Kristi Rogers knows this all too well. She is a self-proclaimed shutterbug, and the walls of her home are covered with pictures. But the photos she wants to see the most, she can’t.
“This hard drive has my daughter’s make-a-wish trip on it,” says Rogers. “It has pictures of my mother-in-law and father-in-law that have passed.”
Fifty-four gigs of photos, five years of her life, are locked away in a crashed hard drive. It is frustrating, to say the least.
“I can’t get to them, and I can’t look at them,” she says.
Sadly, Rogers is not alone. A recent study by Harris Interactive found nearly 30 percent of computer users have never backed up their data.

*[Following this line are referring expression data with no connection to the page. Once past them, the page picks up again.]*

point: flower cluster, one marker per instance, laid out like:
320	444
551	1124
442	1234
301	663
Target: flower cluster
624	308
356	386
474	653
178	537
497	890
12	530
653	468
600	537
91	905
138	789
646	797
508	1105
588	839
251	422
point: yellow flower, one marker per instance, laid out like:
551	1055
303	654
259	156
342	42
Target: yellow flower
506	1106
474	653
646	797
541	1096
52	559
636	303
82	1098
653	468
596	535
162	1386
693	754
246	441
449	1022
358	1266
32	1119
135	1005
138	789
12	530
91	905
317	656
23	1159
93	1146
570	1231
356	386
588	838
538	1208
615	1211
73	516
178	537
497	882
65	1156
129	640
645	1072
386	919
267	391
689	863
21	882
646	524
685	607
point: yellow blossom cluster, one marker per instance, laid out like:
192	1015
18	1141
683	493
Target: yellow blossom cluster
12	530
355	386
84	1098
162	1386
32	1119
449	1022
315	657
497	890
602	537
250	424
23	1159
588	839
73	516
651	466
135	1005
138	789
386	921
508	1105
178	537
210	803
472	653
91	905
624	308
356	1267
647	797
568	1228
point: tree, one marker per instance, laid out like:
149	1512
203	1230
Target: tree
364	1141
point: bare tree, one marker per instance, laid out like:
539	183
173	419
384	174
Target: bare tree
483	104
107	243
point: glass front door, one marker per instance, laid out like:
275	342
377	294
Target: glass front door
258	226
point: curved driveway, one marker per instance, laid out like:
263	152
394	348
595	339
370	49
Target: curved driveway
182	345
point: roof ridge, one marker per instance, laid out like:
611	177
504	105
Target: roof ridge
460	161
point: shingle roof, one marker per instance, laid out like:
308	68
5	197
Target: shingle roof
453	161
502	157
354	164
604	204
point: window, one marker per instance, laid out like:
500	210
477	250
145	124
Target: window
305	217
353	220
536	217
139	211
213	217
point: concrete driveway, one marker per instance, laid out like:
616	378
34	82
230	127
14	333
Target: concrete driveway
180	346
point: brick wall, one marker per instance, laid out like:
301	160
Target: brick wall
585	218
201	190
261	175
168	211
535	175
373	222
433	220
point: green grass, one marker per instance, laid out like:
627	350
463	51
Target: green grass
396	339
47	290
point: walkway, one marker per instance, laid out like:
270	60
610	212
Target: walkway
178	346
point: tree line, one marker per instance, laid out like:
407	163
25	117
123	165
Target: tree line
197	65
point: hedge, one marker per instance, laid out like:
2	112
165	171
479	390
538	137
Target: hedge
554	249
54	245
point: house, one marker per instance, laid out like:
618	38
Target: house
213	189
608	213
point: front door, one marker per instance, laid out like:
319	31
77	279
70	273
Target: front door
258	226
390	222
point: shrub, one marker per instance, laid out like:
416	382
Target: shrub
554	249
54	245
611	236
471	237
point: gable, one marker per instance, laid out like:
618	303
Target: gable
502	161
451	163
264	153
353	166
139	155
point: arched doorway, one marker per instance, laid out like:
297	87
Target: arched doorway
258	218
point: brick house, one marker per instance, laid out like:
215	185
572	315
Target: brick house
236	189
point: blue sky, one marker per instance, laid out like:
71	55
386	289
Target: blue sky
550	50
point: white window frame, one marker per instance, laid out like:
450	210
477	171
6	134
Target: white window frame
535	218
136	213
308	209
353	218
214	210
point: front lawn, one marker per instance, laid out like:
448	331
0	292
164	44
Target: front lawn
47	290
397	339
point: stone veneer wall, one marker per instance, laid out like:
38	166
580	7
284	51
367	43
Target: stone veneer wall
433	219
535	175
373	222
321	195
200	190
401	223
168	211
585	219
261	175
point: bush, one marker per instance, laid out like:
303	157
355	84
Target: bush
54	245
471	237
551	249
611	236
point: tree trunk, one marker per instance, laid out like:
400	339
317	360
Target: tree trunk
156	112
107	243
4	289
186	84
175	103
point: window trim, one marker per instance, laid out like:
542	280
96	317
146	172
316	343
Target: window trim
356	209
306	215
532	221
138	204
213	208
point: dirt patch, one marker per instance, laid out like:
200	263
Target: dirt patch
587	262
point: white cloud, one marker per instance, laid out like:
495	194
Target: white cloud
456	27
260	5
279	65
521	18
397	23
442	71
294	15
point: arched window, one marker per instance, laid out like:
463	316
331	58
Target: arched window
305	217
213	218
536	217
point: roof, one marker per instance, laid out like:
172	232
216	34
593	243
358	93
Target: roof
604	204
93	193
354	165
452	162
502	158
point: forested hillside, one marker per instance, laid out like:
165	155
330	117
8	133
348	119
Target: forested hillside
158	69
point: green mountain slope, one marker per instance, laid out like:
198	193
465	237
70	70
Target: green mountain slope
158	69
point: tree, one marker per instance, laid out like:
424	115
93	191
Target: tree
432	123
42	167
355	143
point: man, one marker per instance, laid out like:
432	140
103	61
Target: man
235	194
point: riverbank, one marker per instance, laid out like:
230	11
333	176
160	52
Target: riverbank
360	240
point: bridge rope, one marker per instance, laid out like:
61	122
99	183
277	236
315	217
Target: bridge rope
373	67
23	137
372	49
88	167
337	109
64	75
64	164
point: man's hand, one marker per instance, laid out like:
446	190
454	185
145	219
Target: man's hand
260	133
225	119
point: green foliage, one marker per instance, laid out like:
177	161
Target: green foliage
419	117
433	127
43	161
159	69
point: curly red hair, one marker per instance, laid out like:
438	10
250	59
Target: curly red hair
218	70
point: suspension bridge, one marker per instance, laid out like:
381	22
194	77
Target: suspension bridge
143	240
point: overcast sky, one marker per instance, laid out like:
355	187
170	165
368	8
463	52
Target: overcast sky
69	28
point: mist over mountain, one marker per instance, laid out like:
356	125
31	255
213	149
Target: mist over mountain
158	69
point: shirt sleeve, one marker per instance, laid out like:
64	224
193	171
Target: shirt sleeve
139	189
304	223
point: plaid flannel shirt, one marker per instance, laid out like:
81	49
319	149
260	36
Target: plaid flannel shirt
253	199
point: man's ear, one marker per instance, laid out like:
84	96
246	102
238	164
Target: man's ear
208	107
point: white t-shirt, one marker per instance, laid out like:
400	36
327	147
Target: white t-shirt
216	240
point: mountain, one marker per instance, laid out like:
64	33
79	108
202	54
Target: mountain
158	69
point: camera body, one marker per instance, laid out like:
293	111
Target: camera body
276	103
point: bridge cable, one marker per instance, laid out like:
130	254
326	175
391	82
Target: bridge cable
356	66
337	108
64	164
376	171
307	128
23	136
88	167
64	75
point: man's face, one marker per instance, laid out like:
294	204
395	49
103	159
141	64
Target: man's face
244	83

“You just have to do it,” says IT specialist Don Benson.
He says photos need to be backed up on a regular basis daily, weekly, or monthly, and there is no substitution for what he calls cloud services or photo hosting sites.
“Getting it up in the cloud, what you’re really doing is you’re giving the responsibility to a third party,” says Benson. “You’re saying OK Microsoft, Apple, or Google, you worry about doing all the backups because I’ve given you my data, and so they handle it.”
But maybe the best and safest option is to simply hit print. You can print on your home computer, or go online to a retailer's site, upload the pictures, then pick them up in person or have them mailed to you.
Rogers has always known the value of a photo, but it took losing them to learn the value of backing them up.
“Life is valuable, and sometimes all you end up with is a picture,” she says.